Data Set Options under OpenVMS |
Default: | enough blocks for 10 data set pages |
Valid in: | DATA step and PROC steps |
Category: | Data Set Control |
Engines: | V9, V8, V7, CONCUR |
OpenVMS specifics: | All aspects are host-specific |
Syntax | |
Details | |
See Also |
Syntax |
ALQ=allocation-quantity |
specifies the number of blocks to allocate. The default value is enough space for ten pages. If you specify ALQ=0 with the V6 or V8 engine, OpenVMS uses the minimum number of blocks that are required for a sequential file. If you specify ALQ=0 with the CONCUR engine, OpenVMS uses the minimum number of blocks that are required for a relative file. OpenVMS RMS always rounds the ALQ= value up to the next disk cluster boundary.

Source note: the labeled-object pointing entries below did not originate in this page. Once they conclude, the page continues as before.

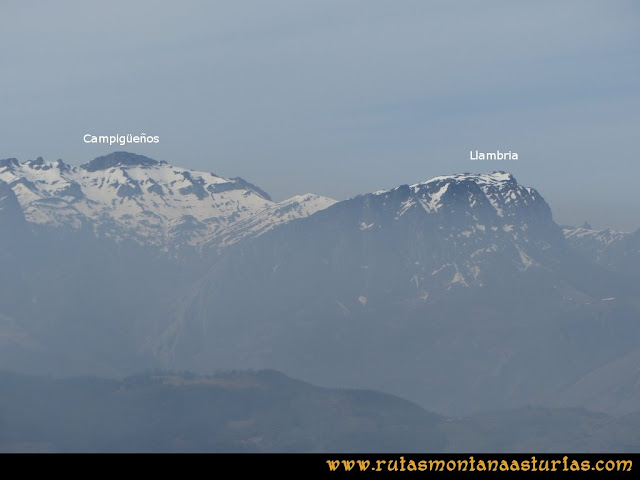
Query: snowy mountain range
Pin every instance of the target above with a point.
(128, 196)
(460, 293)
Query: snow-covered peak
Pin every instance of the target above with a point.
(124, 195)
(497, 179)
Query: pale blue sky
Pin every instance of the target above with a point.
(339, 98)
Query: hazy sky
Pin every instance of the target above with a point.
(339, 97)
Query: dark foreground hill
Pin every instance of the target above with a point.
(266, 411)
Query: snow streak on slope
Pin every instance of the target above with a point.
(123, 195)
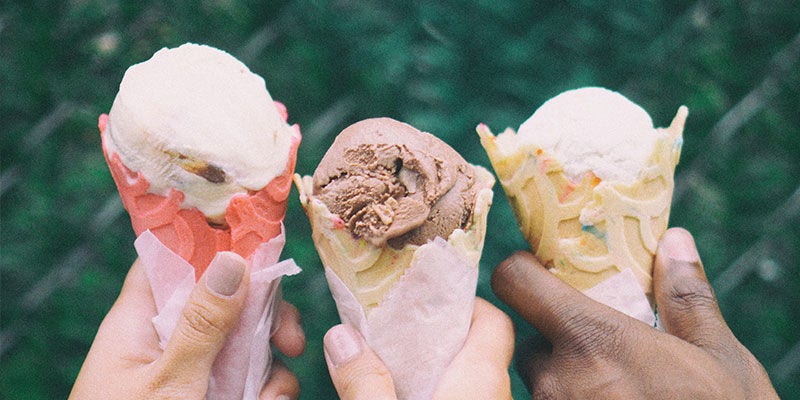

Range: | 0 - 2,147,483,647 blocks (A block is 512 bytes.) |
Details |
The ALQ= data set option is often used with the BUFSIZE= and DEQ= data set options to control buffer size and disk allocation for more efficient I/O. For example, if an application processes a large SAS data set sequentially, it might be more efficient to use option values like the following:
data mylib.a(bufsize=16384 alq=300 deq=96); . . . more data lines . . . run;
These statements tell SAS to use a buffer size of 16,384 bytes for data set I/O and to allocate 300 disk blocks to the file initially; when more space is needed, it is allocated in 96-block chunks. This potentially reduces the number of file extensions required for the file. Unused disk blocks are deallocated and freed to the file system at close time. This reduces the number of times a file must be extended, potentially creates a more contiguous file, and reduces subsequent access time.
The order of precedence (from highest to lowest) for specifying initial-allocation values and file-extension values is
an ALQ= or DEQ= data set option specified for a specific data set
an ALQ= or DEQ= data set option specified in a LIBNAME statement or function
The ALQ= data set option also corresponds to the FAB$L_ALQ field in the OpenVMS RMS structure. For information about the FAB$L_ALQ field, see Guide to OpenVMS File Applications.